Another area of interest is homologous chromosomes and their role in disease development. In addition to the X and Y sex chromosomes, each human cell harbors two copies of each chromosome—one from each parent—and two copies of each gene residing on these parental chromosomes. The two copies are homologous.
During normal development, some genes are expressed only if they come from a mother or a father, a phenomenon called parental imprinting. Parental imprinting is regulated, but when that regulation fails, it could enable the expression of a normally silent gene, leading to disease.
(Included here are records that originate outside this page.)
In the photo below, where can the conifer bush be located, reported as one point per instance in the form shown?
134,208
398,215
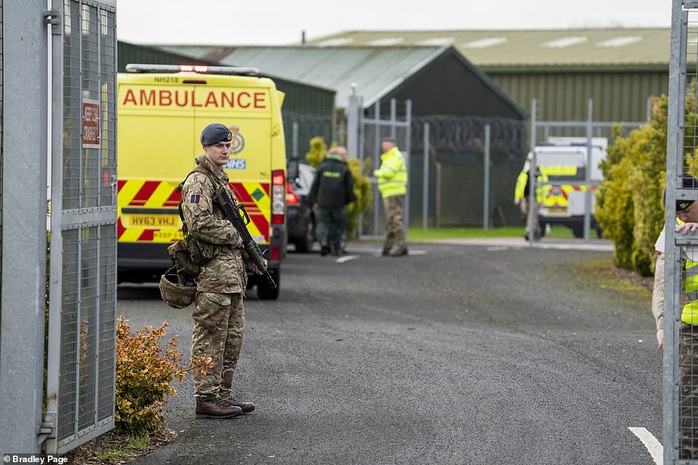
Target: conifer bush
629,202
362,187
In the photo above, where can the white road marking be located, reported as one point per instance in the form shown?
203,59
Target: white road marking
654,447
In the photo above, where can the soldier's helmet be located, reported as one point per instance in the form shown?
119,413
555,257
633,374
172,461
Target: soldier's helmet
174,294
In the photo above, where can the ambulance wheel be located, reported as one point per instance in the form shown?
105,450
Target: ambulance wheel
265,291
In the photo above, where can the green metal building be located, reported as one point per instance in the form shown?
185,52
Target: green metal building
619,68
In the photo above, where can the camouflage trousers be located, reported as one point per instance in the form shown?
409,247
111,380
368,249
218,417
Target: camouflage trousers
536,225
688,392
219,320
394,222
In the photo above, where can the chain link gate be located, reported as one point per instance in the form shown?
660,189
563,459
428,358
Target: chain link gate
82,337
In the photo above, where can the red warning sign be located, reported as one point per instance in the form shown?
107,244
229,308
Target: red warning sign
90,124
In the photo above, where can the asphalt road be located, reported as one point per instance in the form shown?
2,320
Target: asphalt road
456,354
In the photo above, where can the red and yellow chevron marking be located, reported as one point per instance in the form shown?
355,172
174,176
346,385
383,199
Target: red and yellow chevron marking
558,196
167,227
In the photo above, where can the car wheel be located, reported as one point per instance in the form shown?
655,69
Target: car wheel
265,291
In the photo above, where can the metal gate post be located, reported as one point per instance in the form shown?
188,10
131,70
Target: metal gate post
24,151
486,183
425,187
675,148
587,176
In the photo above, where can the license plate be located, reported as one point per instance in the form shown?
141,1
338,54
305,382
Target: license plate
556,211
153,221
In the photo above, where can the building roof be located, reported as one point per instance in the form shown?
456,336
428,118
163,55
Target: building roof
641,48
375,71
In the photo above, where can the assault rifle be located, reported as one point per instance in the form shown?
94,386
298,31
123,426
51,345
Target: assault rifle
232,210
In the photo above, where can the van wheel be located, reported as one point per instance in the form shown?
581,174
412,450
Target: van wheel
265,291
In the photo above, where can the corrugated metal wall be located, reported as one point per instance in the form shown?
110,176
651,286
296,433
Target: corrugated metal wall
618,96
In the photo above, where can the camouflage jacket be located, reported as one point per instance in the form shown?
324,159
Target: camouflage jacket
225,272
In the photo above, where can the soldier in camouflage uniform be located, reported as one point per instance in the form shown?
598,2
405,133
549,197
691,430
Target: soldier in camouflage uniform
219,316
687,215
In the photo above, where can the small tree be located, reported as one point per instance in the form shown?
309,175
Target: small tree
629,204
145,369
362,187
318,151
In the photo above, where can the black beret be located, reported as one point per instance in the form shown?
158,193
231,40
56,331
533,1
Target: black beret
688,182
214,133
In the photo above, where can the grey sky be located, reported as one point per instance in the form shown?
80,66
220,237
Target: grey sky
280,22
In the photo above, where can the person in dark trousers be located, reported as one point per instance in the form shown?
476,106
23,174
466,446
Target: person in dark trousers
331,192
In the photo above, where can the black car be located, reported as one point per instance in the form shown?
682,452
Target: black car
299,216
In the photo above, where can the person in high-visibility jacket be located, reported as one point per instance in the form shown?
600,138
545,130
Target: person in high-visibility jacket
521,198
392,184
687,223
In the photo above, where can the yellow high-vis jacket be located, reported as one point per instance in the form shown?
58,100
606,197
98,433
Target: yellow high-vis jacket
392,174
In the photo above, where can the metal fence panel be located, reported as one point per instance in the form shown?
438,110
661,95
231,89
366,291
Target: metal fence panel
82,337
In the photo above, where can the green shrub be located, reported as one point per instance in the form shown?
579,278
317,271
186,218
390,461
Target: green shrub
318,151
362,187
629,202
145,369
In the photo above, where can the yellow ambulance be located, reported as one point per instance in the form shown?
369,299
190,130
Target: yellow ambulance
161,112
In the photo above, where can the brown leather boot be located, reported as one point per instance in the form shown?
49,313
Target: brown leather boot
216,408
246,407
399,253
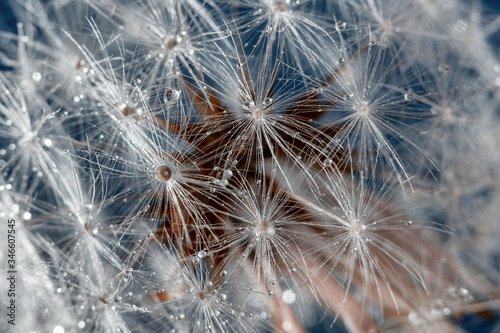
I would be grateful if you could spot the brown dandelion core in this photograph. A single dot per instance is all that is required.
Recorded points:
(163, 173)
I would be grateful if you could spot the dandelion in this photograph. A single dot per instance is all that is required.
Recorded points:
(250, 166)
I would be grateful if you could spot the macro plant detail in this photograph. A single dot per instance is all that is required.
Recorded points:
(250, 166)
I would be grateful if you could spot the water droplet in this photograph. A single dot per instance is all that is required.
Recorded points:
(288, 296)
(171, 96)
(163, 173)
(443, 67)
(48, 143)
(287, 326)
(227, 174)
(58, 329)
(409, 96)
(37, 76)
(340, 25)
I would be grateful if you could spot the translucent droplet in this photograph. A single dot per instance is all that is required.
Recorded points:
(58, 329)
(409, 96)
(443, 67)
(171, 96)
(48, 143)
(163, 173)
(227, 174)
(287, 326)
(340, 25)
(37, 76)
(288, 296)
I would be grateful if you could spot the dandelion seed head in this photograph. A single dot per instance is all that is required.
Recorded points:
(264, 230)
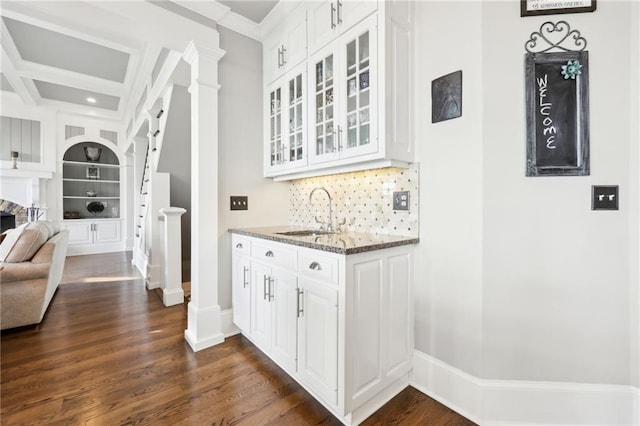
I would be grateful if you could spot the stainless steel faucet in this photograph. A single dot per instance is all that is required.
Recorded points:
(330, 224)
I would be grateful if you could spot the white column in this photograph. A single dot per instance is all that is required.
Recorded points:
(204, 319)
(172, 293)
(154, 227)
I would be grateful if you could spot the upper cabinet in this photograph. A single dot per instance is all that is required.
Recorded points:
(345, 96)
(286, 46)
(348, 104)
(328, 19)
(286, 98)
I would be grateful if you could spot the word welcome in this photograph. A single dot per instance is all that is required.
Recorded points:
(545, 111)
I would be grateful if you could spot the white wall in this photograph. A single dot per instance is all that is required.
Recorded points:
(175, 158)
(520, 285)
(240, 152)
(556, 282)
(449, 275)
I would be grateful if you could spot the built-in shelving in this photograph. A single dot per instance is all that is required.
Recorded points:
(81, 176)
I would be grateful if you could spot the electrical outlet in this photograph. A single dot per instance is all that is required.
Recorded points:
(401, 200)
(604, 197)
(239, 202)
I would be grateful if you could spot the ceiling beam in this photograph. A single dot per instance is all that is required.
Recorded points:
(223, 16)
(71, 19)
(62, 77)
(23, 88)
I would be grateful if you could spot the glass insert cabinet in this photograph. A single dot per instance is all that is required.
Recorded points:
(340, 97)
(287, 122)
(344, 86)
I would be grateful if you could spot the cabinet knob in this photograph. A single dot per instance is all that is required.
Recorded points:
(315, 266)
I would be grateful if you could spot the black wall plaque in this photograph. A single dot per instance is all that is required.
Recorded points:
(557, 115)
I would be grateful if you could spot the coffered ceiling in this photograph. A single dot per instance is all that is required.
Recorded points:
(93, 57)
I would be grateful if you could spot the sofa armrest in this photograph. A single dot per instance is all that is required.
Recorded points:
(23, 271)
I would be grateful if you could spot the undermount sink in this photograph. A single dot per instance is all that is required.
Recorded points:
(305, 233)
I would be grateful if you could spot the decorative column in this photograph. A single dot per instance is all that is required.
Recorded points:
(153, 229)
(204, 319)
(172, 293)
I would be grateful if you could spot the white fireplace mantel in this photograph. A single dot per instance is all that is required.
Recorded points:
(23, 186)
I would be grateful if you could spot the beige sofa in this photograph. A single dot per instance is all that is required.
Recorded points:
(31, 263)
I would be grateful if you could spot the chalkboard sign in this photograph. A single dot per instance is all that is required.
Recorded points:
(557, 97)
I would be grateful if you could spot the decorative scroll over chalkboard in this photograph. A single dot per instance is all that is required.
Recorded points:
(557, 103)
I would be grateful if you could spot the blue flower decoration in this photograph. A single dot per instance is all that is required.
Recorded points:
(571, 70)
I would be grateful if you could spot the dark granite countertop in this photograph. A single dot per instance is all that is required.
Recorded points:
(342, 243)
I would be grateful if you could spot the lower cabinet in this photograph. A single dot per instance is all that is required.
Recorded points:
(94, 236)
(342, 326)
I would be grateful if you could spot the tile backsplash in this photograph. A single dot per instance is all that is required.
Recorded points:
(363, 200)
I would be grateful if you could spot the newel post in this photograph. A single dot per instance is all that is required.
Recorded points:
(172, 293)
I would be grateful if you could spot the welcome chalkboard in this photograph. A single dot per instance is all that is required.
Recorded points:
(557, 114)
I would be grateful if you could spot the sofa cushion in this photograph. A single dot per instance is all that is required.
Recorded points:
(21, 244)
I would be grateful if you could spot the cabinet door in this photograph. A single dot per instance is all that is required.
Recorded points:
(287, 106)
(284, 297)
(359, 77)
(241, 287)
(323, 23)
(323, 143)
(79, 232)
(328, 19)
(286, 47)
(261, 328)
(318, 339)
(295, 131)
(275, 150)
(106, 231)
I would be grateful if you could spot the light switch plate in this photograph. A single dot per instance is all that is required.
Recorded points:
(604, 197)
(239, 202)
(401, 200)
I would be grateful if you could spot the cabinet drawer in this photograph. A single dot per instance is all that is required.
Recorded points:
(240, 245)
(316, 265)
(275, 254)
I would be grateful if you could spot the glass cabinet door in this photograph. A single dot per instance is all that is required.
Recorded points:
(358, 83)
(276, 148)
(324, 137)
(296, 118)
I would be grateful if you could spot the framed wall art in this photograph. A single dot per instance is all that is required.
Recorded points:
(557, 104)
(446, 97)
(553, 7)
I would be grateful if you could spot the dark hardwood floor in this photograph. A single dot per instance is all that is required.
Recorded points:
(109, 353)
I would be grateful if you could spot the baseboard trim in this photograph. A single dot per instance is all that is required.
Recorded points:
(519, 402)
(228, 327)
(448, 385)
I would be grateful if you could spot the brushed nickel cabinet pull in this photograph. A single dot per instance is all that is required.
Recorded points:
(264, 288)
(315, 266)
(299, 307)
(333, 20)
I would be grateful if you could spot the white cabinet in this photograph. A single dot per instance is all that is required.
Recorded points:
(274, 301)
(285, 145)
(341, 325)
(318, 338)
(286, 46)
(345, 103)
(241, 283)
(328, 19)
(93, 236)
(359, 93)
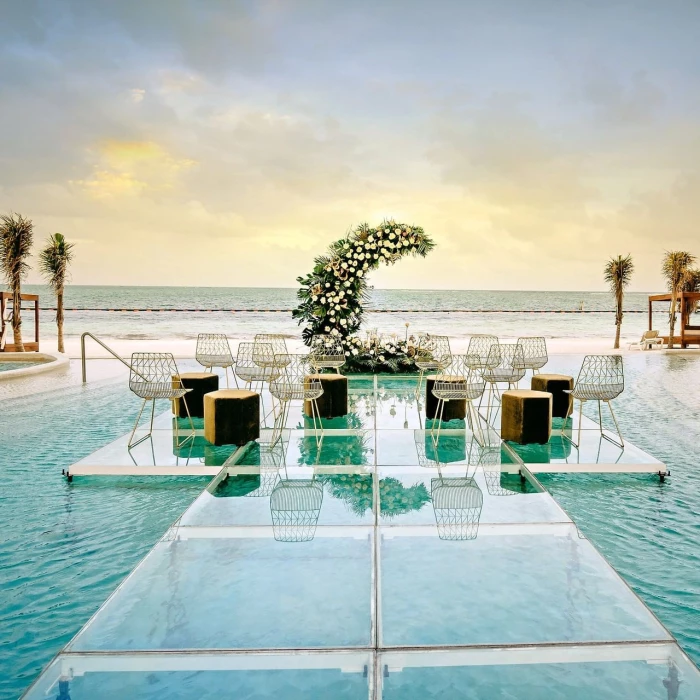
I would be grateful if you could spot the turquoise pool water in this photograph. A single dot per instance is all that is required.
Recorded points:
(65, 547)
(7, 366)
(70, 545)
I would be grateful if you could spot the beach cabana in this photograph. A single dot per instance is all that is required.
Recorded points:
(6, 323)
(689, 333)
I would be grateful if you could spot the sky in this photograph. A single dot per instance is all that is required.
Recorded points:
(226, 143)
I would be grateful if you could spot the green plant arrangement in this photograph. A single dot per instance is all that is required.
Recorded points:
(332, 295)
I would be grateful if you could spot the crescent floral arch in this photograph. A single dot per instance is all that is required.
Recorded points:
(332, 296)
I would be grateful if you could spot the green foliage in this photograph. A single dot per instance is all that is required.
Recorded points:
(332, 296)
(54, 260)
(16, 238)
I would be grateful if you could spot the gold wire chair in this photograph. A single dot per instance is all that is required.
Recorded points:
(154, 375)
(505, 365)
(457, 381)
(457, 502)
(295, 383)
(535, 352)
(295, 506)
(213, 350)
(432, 354)
(602, 379)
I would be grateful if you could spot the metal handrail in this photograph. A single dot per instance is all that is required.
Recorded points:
(108, 349)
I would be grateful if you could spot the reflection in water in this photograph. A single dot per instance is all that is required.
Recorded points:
(295, 505)
(457, 503)
(672, 682)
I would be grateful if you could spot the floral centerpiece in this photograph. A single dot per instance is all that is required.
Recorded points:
(331, 297)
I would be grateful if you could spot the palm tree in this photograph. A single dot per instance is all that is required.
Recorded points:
(54, 260)
(618, 273)
(16, 234)
(675, 269)
(691, 283)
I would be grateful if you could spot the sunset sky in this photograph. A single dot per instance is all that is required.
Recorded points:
(226, 143)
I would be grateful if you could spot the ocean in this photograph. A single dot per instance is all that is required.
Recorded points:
(240, 312)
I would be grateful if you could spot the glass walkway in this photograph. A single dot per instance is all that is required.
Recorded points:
(372, 565)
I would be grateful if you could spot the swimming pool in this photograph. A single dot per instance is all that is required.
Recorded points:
(64, 549)
(79, 541)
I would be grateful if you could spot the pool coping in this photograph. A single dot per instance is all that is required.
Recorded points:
(43, 362)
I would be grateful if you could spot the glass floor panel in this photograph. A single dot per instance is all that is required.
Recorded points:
(372, 564)
(656, 672)
(337, 676)
(344, 496)
(241, 593)
(406, 495)
(507, 589)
One such disease is Prader-Willi syndrome, a condition marked by a wide range of behavioral problems such as obsessive compulsion and constant hunger.
The Wu lab is interested in exploring whether there is a structural basis for the differences between homologous genes. This line of investigation could eventually contribute to a treatment or cure for imprinting-related diseases.
To that end, researchers will analyze super-resolution images of the genome and then integrate the information coming from those images with “the tremendous amount of information we know from many other fields,” in a computational task Wu described as daunting. The nature of this task, she said, “is why we founded this consortium of four laboratories.”
Each of the research groups at the four institutions offers a unique and complementary area of expertise, ranging from genetics and genomics to chromosome mechanics, imaging at super-resolution, polymer-based, physics-based as well as restraint-based modeling, among others.
Over the past few years, the four laboratories have been developing super-resolution imaging technologies and computational methods, laying the foundation for the next phase of discovery. The ultimate goal is to visualize the entire human genome at super-resolution.
“We already know how to look at relatively small subsections of the genome in super-resolution,” Wu said. “The goal now is to innovate on top of our current foundation of technologies so that, soon, we will have a next generation of methods that will, finally, enable us to look at the entire human genome.”